Encoding categorical Data

Edit me

Introduction

Categorical data is data that is typically formatted in a string format in the dataset. Things like names, places, Countries, etc… In order for the machine learning model to be able to properly use this information it first needs to be encoded into a numerical form.

The methodology behind this is simple. Let’s say we have a column of countries with three countries: Canada, USA, and Mexico.
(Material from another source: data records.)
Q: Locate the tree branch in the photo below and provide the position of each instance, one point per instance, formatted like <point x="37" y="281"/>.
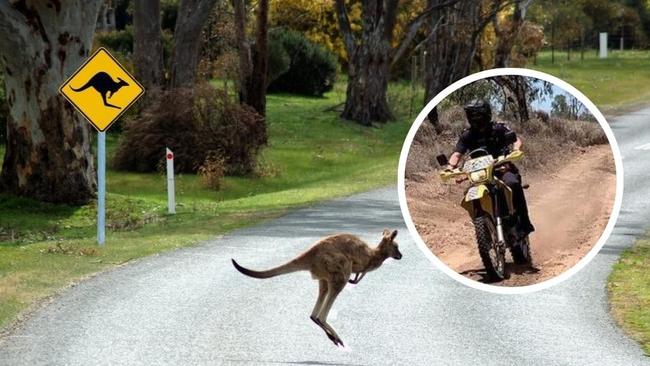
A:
<point x="413" y="28"/>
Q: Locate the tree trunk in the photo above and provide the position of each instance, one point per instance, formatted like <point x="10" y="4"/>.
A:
<point x="192" y="15"/>
<point x="256" y="95"/>
<point x="147" y="44"/>
<point x="366" y="100"/>
<point x="245" y="63"/>
<point x="515" y="88"/>
<point x="48" y="153"/>
<point x="507" y="34"/>
<point x="452" y="45"/>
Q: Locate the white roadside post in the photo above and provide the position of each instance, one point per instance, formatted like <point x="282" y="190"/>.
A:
<point x="171" y="202"/>
<point x="603" y="45"/>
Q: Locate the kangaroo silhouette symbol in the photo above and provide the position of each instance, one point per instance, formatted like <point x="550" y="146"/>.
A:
<point x="104" y="85"/>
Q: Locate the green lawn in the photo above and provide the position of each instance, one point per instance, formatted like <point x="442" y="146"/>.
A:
<point x="621" y="80"/>
<point x="629" y="292"/>
<point x="312" y="155"/>
<point x="615" y="84"/>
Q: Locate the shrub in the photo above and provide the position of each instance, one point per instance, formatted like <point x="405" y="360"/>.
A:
<point x="212" y="171"/>
<point x="279" y="61"/>
<point x="312" y="69"/>
<point x="234" y="131"/>
<point x="194" y="124"/>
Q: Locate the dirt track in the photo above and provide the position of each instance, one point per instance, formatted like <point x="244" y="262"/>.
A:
<point x="569" y="209"/>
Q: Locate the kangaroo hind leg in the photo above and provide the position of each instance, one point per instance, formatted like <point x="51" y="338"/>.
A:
<point x="333" y="290"/>
<point x="322" y="293"/>
<point x="106" y="103"/>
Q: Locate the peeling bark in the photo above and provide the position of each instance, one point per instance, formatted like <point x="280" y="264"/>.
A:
<point x="48" y="153"/>
<point x="147" y="44"/>
<point x="192" y="15"/>
<point x="368" y="68"/>
<point x="506" y="34"/>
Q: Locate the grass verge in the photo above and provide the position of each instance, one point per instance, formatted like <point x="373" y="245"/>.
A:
<point x="616" y="83"/>
<point x="629" y="292"/>
<point x="312" y="156"/>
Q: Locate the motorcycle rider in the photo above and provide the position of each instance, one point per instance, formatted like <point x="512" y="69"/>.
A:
<point x="487" y="134"/>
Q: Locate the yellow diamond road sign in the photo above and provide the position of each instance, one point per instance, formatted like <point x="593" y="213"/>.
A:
<point x="101" y="90"/>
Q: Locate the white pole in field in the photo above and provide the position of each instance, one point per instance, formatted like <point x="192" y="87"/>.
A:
<point x="603" y="45"/>
<point x="101" y="187"/>
<point x="171" y="202"/>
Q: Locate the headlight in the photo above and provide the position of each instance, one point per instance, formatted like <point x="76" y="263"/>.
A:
<point x="478" y="176"/>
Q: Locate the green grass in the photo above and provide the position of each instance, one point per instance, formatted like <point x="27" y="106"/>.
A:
<point x="312" y="155"/>
<point x="629" y="292"/>
<point x="621" y="80"/>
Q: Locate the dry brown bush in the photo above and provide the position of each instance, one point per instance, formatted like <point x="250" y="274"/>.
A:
<point x="193" y="123"/>
<point x="212" y="171"/>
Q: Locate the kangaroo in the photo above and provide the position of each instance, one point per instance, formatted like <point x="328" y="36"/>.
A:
<point x="331" y="261"/>
<point x="104" y="85"/>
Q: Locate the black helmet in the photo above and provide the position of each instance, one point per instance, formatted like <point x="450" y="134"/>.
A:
<point x="479" y="113"/>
In order to properly encode this we can first split the entire column into three seperate columns each for a different country. We the simply insert ‘0’ when the country isn’t in that column and ‘1’ when it is.

Example:

Original | Countries | |-----------| | Canada | | USA | | Canada | | Spain | | USA | | Spain | | USA | | USA | | Spain |

Applying the Label Encoder |Countries| |--| |0 | |1 | |0 | |2 | |1 | |2 | |1 | |1 | |2 |

Applying the OneHotEncoder | Canada | USA | Spain | |--------|-----|-------| | 1 | 0 | 0 | | 0 | 1 | 0 | | 1 | 0 | 0 | | 0 | 0 | 1 | | 0 | 1 | 0 | | 0 | 0 | 1 | | 0 | 1 | 0 | | 0 | 1 | 0 | | 0 | 0 | 1 |

These three are called Dummy Variables

So, to actually encode data in python we need to use the preprocessing library from scikit learn and import the LabelEncode method and OneHotEncoder method.

from sklearn.preprocessing import LabelEncoder, OneHotEncoder

Then we’ll need to handle the independent and dependent variables seperately.

Let’s create an LabelEncoder Object for our column:

labelencoder_X = LabelEncoder()

Now use fit this object to our independent column to return an array of encoded data. This array will only represent just this one column. So in the example of countries, Canada becomes 0, USA become 1, Spain becomes 2. We then set this endoded data to the column in the dataset.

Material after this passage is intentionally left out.